• USD/CHF drifts lower for the third straight day amid the prevalent USD bearish sentiment.
  • Rising September Fed rate cut bets keep the USD depressed near a one-and-a-half-week low.
  • Trade uncertainties and a positive risk tone undermine the CHF and lend support to the pair.

The USD/CHF pair trades with a negative bias for the third consecutive day, though it lacks follow-through selling amid mixed fundamental cues. Spot prices manage to hold above the weekly low through the Asian session on Thursday and currently trade just above mid-0.8000s, down 0.10% for the day.

The US Dollar (USD) languishes near a one-and-a-half week low amid the growing acceptance that the Federal Reserve (Fed) will resume its rate-cutting cycle in September. The bets were reaffirmed by the weaker-than-expected US Nonfarm Payrolls (NFP) report on Friday and Tuesday’s disappointing release of the US ISM Services PMI. This keeps the US Treasury bond yields and continues to weigh on the buck, which, in turn, is seen exerting some pressure on the USD/CHF pair.

However, a combination of factors holds back traders from placing aggressive bullish bets around the Swiss Franc (CHF) and helps limit the downside for the currency pair. Switzerland faces a crippling 39% tariff on its exports to the US. Moreover, sources familiar with the matter said that US officials rejected Swiss President Karin Keller-Sutter’s demand for a tariff rate of 10%. This, along with a positive risk tone, undermines the safe-haven CHF and supports the USD/CHF pair.

Hence, it will be prudent to wait for a subsequent slide below the weekly trough, around the 0.8025 region, before positioning for any further depreciating move. Traders now look forward to the release of the US Weekly Initial Jobless Claims data for some impetus later during the North American session. Apart from this, speeches from influential FOMC members will drive the USD, which, along with the broader risk sentiment, could produce trading opportunities around the USD/CHF pair.

Swiss Franc FAQs

The Swiss Franc (CHF) is Switzerland’s official currency. It is among the top ten most traded currencies globally, reaching volumes that well exceed the size of the Swiss economy. Its value is determined by the broad market sentiment, the country’s economic health or action taken by the Swiss National Bank (SNB), among other factors. Between 2011 and 2015, the Swiss Franc was pegged to the Euro (EUR). The peg was abruptly removed, resulting in a more than 20% increase in the Franc’s value, causing a turmoil in markets. Even though the peg isn’t in force anymore, CHF fortunes tend to be highly correlated with the Euro ones due to the high dependency of the Swiss economy on the neighboring Eurozone.

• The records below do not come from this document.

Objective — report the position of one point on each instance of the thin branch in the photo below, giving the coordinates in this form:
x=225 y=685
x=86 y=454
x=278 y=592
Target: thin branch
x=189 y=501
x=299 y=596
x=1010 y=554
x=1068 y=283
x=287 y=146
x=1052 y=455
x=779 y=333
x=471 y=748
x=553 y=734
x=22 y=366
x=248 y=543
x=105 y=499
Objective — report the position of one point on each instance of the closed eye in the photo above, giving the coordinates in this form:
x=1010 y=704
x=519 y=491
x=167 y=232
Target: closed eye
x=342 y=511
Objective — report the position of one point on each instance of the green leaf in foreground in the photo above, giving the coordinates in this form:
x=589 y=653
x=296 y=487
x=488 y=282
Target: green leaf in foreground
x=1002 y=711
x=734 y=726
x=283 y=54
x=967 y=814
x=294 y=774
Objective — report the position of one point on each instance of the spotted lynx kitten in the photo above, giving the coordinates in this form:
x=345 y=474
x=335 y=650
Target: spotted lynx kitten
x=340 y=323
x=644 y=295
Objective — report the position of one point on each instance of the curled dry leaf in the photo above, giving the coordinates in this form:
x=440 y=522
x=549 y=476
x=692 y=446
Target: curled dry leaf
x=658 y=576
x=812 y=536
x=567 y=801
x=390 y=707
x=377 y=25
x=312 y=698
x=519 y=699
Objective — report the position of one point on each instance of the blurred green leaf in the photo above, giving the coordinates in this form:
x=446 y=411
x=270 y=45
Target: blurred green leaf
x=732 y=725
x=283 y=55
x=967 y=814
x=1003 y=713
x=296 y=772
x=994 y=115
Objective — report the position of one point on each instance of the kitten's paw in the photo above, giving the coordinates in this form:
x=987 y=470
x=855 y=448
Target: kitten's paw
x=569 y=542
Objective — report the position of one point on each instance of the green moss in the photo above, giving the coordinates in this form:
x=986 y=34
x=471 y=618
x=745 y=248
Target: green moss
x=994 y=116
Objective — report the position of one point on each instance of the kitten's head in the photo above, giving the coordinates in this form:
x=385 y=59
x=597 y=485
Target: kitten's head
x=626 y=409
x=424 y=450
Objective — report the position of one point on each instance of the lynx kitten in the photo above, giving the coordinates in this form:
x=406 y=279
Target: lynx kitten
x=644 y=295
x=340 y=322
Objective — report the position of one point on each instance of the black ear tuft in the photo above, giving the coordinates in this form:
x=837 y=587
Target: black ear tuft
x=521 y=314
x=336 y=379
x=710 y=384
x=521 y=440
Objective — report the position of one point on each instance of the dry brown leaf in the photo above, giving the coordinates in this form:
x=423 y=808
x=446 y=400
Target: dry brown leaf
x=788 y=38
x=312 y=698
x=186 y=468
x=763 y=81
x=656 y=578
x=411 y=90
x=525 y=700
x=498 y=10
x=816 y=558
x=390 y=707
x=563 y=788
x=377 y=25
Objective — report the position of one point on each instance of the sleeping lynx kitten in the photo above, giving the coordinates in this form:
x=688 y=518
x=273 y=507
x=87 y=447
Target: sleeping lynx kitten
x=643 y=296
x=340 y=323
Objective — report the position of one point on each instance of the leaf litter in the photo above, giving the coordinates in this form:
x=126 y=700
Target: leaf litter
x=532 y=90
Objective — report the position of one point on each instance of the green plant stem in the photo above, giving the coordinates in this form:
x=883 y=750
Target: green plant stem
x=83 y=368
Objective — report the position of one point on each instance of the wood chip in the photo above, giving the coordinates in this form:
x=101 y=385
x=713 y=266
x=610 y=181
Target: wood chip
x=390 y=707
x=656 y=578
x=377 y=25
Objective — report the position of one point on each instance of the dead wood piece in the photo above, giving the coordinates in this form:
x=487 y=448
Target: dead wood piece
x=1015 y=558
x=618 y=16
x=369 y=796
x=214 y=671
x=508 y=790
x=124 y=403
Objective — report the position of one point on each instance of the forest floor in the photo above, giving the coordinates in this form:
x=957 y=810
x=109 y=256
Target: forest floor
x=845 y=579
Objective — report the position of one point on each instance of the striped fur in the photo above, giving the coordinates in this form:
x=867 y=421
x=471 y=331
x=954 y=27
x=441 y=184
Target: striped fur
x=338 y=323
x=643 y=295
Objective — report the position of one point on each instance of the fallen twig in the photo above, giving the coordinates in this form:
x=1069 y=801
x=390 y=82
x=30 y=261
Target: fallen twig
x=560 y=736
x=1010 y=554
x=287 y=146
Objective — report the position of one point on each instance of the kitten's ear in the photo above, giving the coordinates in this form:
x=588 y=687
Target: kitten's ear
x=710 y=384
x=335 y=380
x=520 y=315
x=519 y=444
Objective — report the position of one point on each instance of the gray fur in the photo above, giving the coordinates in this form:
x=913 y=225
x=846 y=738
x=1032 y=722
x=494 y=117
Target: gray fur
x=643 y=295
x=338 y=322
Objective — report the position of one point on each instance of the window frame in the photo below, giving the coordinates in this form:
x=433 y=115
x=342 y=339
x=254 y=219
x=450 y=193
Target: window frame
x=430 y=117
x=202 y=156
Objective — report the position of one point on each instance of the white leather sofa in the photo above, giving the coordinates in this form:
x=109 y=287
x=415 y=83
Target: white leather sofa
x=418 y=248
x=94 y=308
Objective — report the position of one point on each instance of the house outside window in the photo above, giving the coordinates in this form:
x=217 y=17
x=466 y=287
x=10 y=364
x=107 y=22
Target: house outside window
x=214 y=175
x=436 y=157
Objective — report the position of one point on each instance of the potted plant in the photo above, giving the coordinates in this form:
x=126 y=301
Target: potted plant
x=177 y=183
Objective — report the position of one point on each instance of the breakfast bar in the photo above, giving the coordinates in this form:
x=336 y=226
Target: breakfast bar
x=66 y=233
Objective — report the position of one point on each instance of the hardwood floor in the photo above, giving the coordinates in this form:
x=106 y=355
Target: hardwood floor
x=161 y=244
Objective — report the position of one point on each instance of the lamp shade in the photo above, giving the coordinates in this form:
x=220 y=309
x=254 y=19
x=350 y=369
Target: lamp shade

The Swiss Franc (CHF) is considered a safe-haven asset, or a currency that investors tend to buy in times of market stress. This is due to the perceived status of Switzerland in the world: a stable economy, a strong export sector, big central bank reserves or a longstanding political stance towards neutrality in global conflicts make the country’s currency a good choice for investors fleeing from risks. Turbulent times are likely to strengthen CHF value against other currencies that are seen as more risky to invest in.

The Swiss National Bank (SNB) meets four times a year – once every quarter, less than other major central banks – to decide on monetary policy. The bank aims for an annual inflation rate of less than 2%. When inflation is above target or forecasted to be above target in the foreseeable future, the bank will attempt to tame price growth by raising its policy rate. Higher interest rates are generally positive for the Swiss Franc (CHF) as they lead to higher yields, making the country a more attractive place for investors. On the contrary, lower interest rates tend to weaken CHF.

Macroeconomic data releases in Switzerland are key to assessing the state of the economy and can impact the Swiss Franc’s (CHF) valuation. The Swiss economy is broadly stable, but any sudden change in economic growth, inflation, current account or the central bank’s currency reserves have the potential to trigger moves in CHF. Generally, high economic growth, low unemployment and high confidence are good for CHF. Conversely, if economic data points to weakening momentum, CHF is likely to depreciate.

As a small and open economy, Switzerland is heavily dependent on the health of the neighboring Eurozone economies. The broader European Union is Switzerland’s main economic partner and a key political ally, so macroeconomic and monetary policy stability in the Eurozone is essential for Switzerland and, thus, for the Swiss Franc (CHF). With such dependency, some models suggest that the correlation between the fortunes of the Euro (EUR) and the CHF is more than 90%, or close to perfect.